While Ng was among the first to utilize GPUs for machine learning, these days he is less focused on the hardware side. While it’s a good thing to have a burgeoning AI chip ecosystem, with incumbents like Nvidia, AMD and Intel as well as upstarts with novel architectures, it’s not the end all either.
“If someone can get us ten times more computation, we’ll find a way to use it,” he said. “here are also many applications where the dataset sizes are small. So there, you still want to process those 50 images faster, but the compute requirements are actually quite different.”

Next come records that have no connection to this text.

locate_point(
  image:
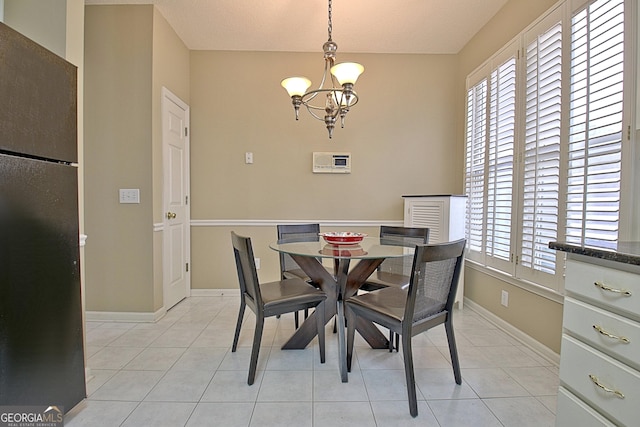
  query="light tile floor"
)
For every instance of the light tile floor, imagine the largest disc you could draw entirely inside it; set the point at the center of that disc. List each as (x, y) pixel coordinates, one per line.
(180, 371)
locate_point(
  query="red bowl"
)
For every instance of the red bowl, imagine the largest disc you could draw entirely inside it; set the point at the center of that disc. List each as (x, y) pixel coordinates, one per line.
(343, 237)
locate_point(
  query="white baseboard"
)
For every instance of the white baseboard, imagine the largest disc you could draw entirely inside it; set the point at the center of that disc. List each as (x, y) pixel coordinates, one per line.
(516, 333)
(121, 316)
(215, 292)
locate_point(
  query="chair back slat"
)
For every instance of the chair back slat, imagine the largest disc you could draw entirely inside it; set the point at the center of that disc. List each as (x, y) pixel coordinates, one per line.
(246, 267)
(434, 280)
(295, 233)
(402, 236)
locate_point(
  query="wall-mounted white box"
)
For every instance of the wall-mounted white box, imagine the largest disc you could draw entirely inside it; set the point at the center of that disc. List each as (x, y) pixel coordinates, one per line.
(129, 195)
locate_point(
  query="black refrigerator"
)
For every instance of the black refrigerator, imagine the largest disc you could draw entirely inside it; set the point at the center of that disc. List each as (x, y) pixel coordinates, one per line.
(41, 327)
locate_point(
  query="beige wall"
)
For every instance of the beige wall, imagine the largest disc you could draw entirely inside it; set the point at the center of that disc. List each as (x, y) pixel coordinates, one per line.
(132, 53)
(118, 154)
(43, 21)
(534, 315)
(406, 137)
(401, 136)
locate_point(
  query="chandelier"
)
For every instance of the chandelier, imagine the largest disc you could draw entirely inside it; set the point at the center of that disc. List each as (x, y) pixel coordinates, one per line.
(339, 95)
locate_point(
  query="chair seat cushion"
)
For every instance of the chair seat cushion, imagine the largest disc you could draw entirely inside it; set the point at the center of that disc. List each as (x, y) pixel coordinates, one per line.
(382, 279)
(292, 291)
(296, 273)
(389, 302)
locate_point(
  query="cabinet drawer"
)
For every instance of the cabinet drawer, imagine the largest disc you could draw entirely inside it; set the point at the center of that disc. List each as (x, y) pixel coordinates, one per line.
(613, 334)
(582, 278)
(574, 412)
(579, 361)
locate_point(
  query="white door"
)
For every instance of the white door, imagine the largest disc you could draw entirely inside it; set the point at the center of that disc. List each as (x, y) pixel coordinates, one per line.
(176, 230)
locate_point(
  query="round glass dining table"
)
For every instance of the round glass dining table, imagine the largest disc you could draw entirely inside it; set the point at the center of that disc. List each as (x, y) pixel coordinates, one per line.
(344, 283)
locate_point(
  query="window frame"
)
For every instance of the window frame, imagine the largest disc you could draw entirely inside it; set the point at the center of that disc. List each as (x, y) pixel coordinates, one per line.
(552, 286)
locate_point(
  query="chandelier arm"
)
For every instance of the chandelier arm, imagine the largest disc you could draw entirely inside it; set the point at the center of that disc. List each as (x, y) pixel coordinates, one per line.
(308, 97)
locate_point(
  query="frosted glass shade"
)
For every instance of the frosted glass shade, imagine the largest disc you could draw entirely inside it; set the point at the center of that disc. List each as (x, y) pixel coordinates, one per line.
(296, 85)
(347, 72)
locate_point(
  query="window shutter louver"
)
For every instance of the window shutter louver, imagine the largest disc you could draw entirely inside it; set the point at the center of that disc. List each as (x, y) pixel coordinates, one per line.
(541, 161)
(544, 142)
(500, 160)
(475, 162)
(595, 135)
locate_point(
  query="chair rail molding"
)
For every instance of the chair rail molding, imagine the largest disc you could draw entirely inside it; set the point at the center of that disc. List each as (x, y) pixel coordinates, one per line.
(274, 222)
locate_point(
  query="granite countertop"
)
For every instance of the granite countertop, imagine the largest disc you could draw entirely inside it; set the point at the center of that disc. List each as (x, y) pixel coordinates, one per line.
(625, 252)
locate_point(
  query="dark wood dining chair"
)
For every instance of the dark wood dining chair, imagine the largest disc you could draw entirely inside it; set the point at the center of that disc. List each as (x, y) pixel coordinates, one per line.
(289, 269)
(427, 302)
(271, 299)
(395, 272)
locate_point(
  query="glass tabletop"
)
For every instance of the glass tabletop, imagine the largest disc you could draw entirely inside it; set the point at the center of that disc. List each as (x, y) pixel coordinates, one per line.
(369, 247)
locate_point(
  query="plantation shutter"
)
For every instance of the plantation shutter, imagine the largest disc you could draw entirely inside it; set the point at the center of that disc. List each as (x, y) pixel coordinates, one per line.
(475, 164)
(541, 157)
(595, 135)
(500, 166)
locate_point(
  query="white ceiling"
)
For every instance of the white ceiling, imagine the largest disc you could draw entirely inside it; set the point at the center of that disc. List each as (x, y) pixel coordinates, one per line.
(367, 26)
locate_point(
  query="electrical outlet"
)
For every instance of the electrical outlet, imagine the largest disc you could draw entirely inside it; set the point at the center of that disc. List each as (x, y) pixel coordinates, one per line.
(504, 298)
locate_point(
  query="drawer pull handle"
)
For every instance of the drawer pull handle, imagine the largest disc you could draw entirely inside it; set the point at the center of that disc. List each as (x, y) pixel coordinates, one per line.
(610, 289)
(594, 379)
(607, 334)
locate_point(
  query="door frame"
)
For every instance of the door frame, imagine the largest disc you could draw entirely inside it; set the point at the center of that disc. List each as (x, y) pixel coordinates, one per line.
(168, 96)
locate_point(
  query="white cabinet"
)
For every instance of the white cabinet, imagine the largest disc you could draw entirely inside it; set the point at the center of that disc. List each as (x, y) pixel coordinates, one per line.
(444, 215)
(600, 354)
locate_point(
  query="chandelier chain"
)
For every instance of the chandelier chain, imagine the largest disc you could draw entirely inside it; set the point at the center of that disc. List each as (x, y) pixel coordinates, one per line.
(330, 26)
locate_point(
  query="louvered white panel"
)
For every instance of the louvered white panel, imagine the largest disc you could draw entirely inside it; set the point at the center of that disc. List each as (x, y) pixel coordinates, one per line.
(430, 216)
(542, 151)
(500, 160)
(475, 165)
(595, 136)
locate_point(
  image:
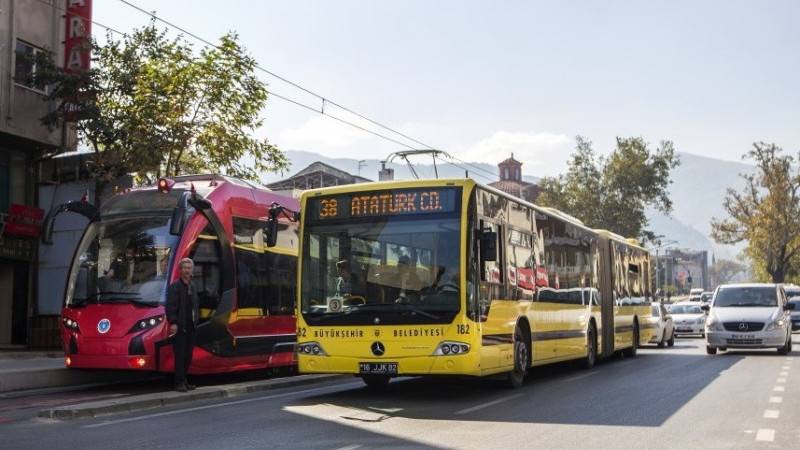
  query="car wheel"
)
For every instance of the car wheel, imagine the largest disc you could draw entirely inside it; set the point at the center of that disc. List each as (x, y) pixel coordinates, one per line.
(787, 347)
(631, 352)
(663, 342)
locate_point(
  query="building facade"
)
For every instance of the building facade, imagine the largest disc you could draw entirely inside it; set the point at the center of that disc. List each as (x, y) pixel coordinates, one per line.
(27, 27)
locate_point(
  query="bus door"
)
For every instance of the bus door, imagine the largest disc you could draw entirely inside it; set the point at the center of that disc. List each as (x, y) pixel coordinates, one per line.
(607, 303)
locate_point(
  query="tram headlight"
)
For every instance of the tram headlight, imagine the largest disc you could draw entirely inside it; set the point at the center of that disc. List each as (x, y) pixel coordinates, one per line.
(71, 325)
(146, 324)
(165, 185)
(451, 348)
(310, 349)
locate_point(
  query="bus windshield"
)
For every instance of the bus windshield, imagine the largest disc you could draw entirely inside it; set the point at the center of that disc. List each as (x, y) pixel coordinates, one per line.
(122, 261)
(382, 270)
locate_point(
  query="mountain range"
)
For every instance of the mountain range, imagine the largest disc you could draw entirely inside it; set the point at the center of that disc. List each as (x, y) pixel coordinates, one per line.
(698, 189)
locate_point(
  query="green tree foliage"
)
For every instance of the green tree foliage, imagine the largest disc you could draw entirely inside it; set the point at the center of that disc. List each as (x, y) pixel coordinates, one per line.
(612, 192)
(153, 106)
(765, 214)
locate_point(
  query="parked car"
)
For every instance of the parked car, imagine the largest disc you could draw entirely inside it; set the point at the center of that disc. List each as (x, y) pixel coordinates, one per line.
(661, 321)
(688, 318)
(749, 315)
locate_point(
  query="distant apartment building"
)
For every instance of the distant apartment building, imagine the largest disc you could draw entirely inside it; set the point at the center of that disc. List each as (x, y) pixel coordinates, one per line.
(28, 27)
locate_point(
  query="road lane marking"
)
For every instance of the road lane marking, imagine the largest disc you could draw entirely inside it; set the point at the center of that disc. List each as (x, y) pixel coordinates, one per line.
(765, 434)
(488, 404)
(199, 408)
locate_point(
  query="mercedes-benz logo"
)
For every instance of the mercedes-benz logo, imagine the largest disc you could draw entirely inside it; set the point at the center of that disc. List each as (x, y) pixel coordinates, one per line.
(377, 348)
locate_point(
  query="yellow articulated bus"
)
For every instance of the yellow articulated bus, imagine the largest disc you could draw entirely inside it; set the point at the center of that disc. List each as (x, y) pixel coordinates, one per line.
(450, 277)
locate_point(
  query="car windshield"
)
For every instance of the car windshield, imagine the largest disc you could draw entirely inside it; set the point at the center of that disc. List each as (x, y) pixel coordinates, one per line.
(745, 296)
(685, 309)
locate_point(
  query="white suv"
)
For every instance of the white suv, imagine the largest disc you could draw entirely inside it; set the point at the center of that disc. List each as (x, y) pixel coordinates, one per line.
(751, 315)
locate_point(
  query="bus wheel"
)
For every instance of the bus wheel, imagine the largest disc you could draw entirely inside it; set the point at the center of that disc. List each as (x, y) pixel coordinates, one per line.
(631, 352)
(517, 374)
(376, 381)
(591, 347)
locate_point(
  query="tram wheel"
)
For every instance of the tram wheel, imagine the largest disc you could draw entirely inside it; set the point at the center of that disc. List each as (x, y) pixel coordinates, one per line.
(591, 347)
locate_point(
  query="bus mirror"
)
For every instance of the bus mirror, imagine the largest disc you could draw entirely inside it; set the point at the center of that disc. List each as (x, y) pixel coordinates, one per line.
(47, 230)
(271, 232)
(488, 246)
(179, 215)
(178, 221)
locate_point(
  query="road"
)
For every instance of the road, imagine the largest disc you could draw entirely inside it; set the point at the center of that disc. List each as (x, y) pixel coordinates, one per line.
(672, 398)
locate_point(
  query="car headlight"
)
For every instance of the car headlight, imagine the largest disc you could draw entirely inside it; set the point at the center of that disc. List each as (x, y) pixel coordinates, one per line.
(712, 324)
(775, 325)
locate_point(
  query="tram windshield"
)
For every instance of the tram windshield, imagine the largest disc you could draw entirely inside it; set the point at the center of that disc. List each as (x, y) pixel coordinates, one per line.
(122, 261)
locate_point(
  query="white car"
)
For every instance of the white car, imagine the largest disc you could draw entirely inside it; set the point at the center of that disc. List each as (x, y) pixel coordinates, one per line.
(751, 315)
(661, 321)
(688, 318)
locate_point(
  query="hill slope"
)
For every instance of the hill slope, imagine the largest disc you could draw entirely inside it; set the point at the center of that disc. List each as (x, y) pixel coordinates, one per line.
(698, 188)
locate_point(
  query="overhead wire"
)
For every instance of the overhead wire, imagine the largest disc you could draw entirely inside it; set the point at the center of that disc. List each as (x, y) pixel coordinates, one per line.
(323, 99)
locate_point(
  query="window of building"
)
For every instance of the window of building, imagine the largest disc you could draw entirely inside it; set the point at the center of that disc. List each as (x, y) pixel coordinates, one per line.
(25, 65)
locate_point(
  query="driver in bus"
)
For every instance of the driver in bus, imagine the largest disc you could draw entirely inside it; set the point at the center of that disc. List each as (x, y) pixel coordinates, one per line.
(408, 281)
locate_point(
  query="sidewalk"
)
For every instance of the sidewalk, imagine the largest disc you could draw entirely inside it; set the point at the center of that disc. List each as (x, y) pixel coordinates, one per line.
(31, 369)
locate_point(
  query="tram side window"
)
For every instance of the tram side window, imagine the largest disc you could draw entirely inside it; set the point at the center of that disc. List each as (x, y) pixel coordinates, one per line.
(207, 272)
(281, 286)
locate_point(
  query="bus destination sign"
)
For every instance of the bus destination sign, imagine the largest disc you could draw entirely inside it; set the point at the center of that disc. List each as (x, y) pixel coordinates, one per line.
(397, 202)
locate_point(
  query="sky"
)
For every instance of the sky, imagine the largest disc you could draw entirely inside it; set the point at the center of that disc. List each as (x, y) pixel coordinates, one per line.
(485, 80)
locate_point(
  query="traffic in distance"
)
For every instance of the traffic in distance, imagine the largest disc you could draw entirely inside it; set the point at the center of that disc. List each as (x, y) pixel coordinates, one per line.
(113, 313)
(379, 280)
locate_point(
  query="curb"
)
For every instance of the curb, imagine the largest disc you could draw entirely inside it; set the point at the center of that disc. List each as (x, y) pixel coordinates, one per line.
(171, 398)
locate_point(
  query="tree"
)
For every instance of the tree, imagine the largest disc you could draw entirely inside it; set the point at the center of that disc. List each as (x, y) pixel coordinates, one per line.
(612, 193)
(154, 107)
(765, 214)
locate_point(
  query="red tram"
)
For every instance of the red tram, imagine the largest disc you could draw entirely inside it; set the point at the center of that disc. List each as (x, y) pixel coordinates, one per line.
(113, 314)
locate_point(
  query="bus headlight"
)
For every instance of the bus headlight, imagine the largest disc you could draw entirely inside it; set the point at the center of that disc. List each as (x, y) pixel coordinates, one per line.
(146, 324)
(451, 348)
(71, 325)
(310, 348)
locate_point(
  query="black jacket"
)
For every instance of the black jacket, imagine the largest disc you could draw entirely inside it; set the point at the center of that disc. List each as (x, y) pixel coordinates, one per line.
(183, 307)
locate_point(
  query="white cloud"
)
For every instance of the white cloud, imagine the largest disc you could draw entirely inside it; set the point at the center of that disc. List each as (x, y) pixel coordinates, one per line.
(541, 154)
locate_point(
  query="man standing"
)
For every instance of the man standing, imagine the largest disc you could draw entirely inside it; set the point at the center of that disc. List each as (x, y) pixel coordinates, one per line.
(183, 310)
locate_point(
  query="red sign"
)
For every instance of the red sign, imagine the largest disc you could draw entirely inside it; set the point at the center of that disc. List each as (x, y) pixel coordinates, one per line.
(78, 42)
(24, 220)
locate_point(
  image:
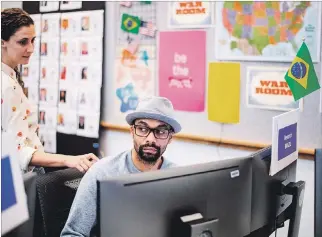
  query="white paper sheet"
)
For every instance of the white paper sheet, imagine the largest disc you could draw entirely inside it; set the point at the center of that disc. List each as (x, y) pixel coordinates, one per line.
(69, 73)
(87, 124)
(50, 24)
(49, 48)
(32, 92)
(285, 137)
(89, 99)
(90, 73)
(68, 96)
(66, 121)
(48, 139)
(68, 5)
(36, 54)
(47, 117)
(69, 49)
(70, 24)
(37, 20)
(91, 23)
(90, 48)
(48, 6)
(49, 72)
(48, 95)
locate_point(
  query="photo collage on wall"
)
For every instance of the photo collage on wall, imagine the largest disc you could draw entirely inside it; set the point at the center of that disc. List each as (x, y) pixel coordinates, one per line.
(64, 76)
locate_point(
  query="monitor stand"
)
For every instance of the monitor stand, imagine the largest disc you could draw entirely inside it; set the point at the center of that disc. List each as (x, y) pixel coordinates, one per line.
(292, 212)
(195, 225)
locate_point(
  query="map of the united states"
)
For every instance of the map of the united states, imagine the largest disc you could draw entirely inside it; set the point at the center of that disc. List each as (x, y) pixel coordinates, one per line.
(252, 25)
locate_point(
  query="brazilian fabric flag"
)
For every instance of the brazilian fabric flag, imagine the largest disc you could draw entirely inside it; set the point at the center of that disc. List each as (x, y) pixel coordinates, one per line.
(301, 77)
(130, 23)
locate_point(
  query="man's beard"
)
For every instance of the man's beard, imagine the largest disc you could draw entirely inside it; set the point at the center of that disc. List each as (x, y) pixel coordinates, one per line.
(147, 157)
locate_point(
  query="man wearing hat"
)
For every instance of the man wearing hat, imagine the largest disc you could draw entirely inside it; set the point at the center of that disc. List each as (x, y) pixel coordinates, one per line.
(152, 126)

Much of the focus of AI over the last decade was on big data – that is, let’s take giant data sets and train even bigger neural networks on them. This is something Ng himself has helped promote. But while there’s still progress to be made in big models and big data, Ng now says he thinks that AI’s attention needs to shift towards small data and data-centric AI.
“Ten years ago, I underestimated the amount of work that would be needed to flesh out deep learning, andI think a lot of people today are underestimating the amount of work, innovation, creativity and tools that will be needed to flesh out data-centric AI to its full potential,” Ng said. “But as we collectively make progress on this over the next few years, I think it will enable many more AI applications, and I’m very excited about that.”